Seventh, if you are going to stream, then do so with the right amount of caching so the audio doesn’t cut out and the picture doesn’t jerk around. And if you are going to have me download something, the download shouldn’t take longer than watching the actual clip. But I would prefer streaming, just because I don’t want to clutter up my hard disk with videos that I won’t watch more than once.

Finally, I want more than a postage-stamp sized window to watch. I don’t have to have full screen, DVD-quality, but it sure would be nice to at least see something that comes close to filling my screen. Right now that is more of a bandwidth issue, and most sites – including YouTube – don’t display a big enough image.

Taking all these issues together makes for a tall order for most Web video today. YouTube just about satisfies all criteria, more or less, which is why the site has gathered such a following and why it has gotten plenty of GoogleBucks. Let’s look at a few others and see where they are lacking.

Netflix announced they will start streaming videos to their customers soon, and I have yet to see it firsthand. But as a very satisfied customer, I wish them well. They have the best video search in the business, and they have the right idea for the rest of the user experience. I hope they live up to the hype.

Bud.tv, the new venture from our hometown industry here in St. Louis, uses a special player in a pop-up that they got from Akamai/Nine Systems. (One demerit for that.) It has quite the registration system that actually checks my birth date against a national database (no more using Jan 1 as my default entry, which is something I recommend to confound ID theft). They do this to make sure that you are over 21, but I didn’t see any content that I wouldn’t be comfortable sharing with my teenaged daughter on the site. There are already people complaining of problems, and I would predict that they will scrap this system before long.

Bud.tv also falls down in search – you scroll through a horizontal channel bar that now is fairly short but once the site gets going won’t be very workable. I don’t imagine that many users will tolerate this method for very long, and either not return or just go back to one or two channels that resonate with them (the short films from TriggerStreet.com were big hits for me). They stream all their videos, and the sound cut out several times on my DSL connection. Given that the site just launched this week, I can’t say whether I will be a frequent visitor.

An example of a video site that I won’t be returning to is CinemaNow. They require IE, download their own player, and generally make it painful for me.

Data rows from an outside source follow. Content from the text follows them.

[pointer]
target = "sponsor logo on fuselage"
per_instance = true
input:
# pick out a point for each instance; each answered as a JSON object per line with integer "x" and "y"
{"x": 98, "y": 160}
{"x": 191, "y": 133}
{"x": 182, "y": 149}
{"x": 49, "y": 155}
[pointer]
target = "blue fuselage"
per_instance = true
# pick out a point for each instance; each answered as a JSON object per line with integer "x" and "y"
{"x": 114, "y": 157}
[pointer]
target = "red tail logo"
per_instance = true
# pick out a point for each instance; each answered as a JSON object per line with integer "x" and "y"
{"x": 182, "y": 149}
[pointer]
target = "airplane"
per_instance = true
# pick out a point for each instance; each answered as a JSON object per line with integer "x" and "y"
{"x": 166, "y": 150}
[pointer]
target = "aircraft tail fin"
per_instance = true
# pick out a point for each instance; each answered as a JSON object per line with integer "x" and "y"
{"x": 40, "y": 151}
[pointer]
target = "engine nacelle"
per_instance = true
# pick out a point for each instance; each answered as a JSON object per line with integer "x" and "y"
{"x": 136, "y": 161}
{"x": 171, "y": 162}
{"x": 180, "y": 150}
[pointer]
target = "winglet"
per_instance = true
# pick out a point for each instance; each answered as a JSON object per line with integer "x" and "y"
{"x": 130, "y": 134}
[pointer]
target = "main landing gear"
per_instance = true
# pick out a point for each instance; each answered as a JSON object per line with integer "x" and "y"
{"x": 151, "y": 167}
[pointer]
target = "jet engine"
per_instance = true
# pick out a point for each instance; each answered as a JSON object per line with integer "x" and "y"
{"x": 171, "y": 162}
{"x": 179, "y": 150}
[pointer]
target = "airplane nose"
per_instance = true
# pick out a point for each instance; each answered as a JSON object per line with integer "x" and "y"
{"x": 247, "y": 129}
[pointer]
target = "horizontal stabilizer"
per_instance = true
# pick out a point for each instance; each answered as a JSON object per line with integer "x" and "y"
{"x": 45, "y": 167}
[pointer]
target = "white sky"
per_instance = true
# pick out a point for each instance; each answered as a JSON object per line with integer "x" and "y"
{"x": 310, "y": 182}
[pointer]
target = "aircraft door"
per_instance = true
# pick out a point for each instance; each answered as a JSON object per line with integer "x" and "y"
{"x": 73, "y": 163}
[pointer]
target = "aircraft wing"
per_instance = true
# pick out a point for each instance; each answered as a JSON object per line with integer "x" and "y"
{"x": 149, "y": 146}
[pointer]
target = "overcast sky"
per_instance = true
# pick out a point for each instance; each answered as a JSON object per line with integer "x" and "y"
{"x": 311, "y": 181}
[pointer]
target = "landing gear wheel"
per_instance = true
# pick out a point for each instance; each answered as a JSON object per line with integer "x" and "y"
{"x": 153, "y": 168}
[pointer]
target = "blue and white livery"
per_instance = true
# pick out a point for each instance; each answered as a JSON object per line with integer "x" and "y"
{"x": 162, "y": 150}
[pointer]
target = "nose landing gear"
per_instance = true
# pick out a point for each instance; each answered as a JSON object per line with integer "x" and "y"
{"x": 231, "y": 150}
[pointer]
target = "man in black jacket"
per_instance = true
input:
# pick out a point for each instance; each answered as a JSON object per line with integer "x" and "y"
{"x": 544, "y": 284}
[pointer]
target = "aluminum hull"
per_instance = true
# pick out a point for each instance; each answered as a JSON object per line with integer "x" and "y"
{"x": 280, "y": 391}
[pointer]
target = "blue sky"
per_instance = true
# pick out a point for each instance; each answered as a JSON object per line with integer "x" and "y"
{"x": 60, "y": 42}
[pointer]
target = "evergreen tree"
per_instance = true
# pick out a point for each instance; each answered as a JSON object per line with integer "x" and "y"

One video series that I have been really enjoying is Amanda Congdon, on ABCnews.com. I have been watching her in iTunes, because it was too hard to find the content using a Web bookmark. So right away I am breaking a few of my the rules, but I consider my iTunes a pre-existing software condition. The weekly videos are about five minutes, and Congdon is cute, funny, and informative all rolled up in one.  The downloads happen in the background (one of the advantages of having iTunes as your player) and the quality is first-rate, what you would expect from a TV network.

So as you can see we have a ways to go before online video can be as easily as punching a couple of buttons on a remote and watching ordinary TV. Well, maybe we are about to cross over — getting my DirecTV remote to turn on and off all of my living room entertainment devices isn’t easy, and I still don’t have it all working the way my wife wants. Maybe those browser video plug-ins aren’t all that bad after all.